KAREN ANDREWS: The Budget will be one of the things that we take to the election. But we’ll also be taking to the election what we have done to support Australians, particularly as we went through the pandemic. I know and I’m very pleased that people are starting to move on from the pandemic and now they see it very much as something of the past. But Australia’s response was fantastic, quite frankly. Australians have a lot to be proud, and it was led by the Federal government working with the states, but it was leadership from the Federal government that put us in the position that we are in now, which means that we’re economically performing well. The future is actually looking really good. That light at the end of the tunnel is within our grasp, and that is because of the position that the Coalition Government has put us in.

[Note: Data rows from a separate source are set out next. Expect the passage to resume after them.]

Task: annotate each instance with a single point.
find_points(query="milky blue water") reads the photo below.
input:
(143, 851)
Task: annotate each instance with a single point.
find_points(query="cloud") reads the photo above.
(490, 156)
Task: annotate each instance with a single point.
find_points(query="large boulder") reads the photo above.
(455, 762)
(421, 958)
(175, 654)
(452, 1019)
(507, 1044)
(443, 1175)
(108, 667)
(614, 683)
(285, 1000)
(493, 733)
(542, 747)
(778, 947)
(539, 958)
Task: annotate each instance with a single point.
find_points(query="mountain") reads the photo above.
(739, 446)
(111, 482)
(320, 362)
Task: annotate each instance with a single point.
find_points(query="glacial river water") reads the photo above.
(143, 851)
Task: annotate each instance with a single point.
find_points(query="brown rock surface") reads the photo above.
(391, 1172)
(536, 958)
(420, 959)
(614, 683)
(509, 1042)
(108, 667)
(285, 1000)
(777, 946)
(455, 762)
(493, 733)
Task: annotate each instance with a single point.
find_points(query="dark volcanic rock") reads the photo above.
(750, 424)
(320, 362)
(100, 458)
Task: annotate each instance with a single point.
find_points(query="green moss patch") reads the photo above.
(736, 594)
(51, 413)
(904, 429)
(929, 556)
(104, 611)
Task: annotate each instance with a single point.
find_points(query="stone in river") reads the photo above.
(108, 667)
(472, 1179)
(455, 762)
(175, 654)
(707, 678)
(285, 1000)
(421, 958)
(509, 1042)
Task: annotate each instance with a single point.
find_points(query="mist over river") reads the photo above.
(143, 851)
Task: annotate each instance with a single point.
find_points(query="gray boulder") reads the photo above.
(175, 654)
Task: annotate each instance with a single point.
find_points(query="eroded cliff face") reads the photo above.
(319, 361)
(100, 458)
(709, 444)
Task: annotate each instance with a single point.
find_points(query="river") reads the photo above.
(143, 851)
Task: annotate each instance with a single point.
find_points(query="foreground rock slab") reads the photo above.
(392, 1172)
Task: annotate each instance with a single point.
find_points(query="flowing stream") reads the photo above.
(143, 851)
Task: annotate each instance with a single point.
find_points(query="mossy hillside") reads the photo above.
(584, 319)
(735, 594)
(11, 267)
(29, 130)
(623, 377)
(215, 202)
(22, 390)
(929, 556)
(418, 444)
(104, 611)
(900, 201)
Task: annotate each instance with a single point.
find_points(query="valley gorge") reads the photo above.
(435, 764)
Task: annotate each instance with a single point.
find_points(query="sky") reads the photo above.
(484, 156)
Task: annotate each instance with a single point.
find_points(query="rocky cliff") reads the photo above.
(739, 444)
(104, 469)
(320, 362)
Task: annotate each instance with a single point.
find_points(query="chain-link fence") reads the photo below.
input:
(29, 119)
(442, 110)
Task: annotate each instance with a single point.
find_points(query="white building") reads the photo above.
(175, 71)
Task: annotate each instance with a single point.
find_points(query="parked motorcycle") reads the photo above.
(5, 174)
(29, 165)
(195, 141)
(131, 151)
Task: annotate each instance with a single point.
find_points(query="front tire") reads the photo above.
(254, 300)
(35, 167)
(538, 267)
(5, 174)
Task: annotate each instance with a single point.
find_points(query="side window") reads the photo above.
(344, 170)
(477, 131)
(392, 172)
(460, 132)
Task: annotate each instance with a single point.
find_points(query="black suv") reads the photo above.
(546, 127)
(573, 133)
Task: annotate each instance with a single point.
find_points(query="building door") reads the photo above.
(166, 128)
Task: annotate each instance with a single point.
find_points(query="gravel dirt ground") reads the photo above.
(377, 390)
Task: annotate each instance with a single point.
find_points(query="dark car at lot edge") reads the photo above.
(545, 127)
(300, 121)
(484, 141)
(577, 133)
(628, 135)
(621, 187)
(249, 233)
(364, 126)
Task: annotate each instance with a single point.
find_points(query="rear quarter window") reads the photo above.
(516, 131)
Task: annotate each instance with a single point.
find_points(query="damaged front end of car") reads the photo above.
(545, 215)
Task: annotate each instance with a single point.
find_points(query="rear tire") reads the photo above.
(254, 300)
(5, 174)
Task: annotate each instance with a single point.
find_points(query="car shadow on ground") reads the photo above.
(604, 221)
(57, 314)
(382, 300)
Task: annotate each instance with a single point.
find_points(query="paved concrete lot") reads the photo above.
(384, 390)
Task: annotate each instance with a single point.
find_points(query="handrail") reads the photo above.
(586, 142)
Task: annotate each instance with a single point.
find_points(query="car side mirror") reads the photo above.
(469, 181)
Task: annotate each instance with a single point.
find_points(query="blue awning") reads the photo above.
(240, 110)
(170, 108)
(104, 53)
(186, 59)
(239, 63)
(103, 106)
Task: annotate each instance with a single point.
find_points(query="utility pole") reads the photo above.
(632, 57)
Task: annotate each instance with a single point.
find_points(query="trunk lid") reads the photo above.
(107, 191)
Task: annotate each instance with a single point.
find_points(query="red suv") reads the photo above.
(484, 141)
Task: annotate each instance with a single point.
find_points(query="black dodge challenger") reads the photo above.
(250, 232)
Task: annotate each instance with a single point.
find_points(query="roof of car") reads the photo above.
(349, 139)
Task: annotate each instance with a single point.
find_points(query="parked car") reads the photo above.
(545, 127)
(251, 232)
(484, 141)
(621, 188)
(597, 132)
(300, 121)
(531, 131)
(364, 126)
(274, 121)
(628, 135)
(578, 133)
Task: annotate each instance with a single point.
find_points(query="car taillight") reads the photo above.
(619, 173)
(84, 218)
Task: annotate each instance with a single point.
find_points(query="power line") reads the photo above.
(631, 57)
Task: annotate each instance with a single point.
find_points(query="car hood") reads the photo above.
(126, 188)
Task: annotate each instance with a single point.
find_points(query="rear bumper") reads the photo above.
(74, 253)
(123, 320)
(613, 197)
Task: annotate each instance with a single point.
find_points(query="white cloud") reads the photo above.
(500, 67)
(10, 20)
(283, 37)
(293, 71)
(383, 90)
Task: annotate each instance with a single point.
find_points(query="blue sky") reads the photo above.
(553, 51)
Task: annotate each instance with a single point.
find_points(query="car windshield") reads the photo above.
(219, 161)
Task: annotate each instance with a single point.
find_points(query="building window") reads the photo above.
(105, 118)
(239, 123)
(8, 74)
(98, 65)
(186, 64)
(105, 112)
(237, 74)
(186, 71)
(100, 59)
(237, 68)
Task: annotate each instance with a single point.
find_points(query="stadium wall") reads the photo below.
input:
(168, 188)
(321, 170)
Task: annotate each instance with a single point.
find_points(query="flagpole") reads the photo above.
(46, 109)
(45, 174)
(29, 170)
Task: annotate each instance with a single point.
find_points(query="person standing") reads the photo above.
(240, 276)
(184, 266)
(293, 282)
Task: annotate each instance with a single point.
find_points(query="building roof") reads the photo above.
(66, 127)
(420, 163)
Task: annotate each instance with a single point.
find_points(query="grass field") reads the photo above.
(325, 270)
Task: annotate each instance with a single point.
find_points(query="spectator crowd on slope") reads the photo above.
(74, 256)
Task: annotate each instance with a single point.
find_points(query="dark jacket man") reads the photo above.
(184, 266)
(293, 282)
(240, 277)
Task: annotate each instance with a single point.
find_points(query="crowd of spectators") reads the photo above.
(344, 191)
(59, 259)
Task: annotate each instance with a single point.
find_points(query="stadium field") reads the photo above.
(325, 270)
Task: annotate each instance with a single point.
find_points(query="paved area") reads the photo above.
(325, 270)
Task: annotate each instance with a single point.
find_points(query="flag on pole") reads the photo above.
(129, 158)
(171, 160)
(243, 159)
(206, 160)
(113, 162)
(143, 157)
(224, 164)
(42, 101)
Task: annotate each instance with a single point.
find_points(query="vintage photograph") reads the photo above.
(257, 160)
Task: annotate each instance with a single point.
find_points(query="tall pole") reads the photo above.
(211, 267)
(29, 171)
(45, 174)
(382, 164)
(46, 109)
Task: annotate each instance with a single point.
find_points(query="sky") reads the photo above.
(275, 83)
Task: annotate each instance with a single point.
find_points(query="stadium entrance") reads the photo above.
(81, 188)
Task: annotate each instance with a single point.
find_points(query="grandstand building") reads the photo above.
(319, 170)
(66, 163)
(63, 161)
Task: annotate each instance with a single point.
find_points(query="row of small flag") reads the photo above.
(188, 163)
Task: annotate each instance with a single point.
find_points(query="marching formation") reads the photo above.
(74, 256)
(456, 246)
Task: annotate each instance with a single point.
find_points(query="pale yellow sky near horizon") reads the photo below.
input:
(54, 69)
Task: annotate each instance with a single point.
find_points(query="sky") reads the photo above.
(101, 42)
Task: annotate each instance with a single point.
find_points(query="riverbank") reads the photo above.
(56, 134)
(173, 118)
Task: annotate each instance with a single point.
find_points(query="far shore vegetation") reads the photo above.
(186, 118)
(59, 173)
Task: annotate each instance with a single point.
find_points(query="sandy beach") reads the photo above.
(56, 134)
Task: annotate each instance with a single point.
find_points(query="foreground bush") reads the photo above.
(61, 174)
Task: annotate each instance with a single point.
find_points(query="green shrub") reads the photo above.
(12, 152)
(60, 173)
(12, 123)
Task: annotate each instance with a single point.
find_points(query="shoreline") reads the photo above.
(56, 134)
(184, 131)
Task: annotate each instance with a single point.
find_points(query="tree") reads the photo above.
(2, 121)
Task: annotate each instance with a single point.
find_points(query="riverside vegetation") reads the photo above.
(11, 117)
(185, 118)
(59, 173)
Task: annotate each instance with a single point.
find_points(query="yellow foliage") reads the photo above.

MATT WEBBER: Minister, the last time you used the word imminent on this program was to do with national borders opening up, I believe. You said they were opening up imminently, there’d be an announcement imminently. It was that afternoon. Can we expect the announcement of an election today?
KAREN ANDREWS: I wouldn’t think so. But I take your point – I understand your position completely.
MATT WEBBER: Imminent means imminent.
KAREN ANDREWS: I apologise – I desperately wanted to tell you that morning. I feel really bad about it, Matt. I actually do.
MATT WEBBER: Appreciate your time, Minister. Thank you.
KAREN ANDREWS: No worries. You take care.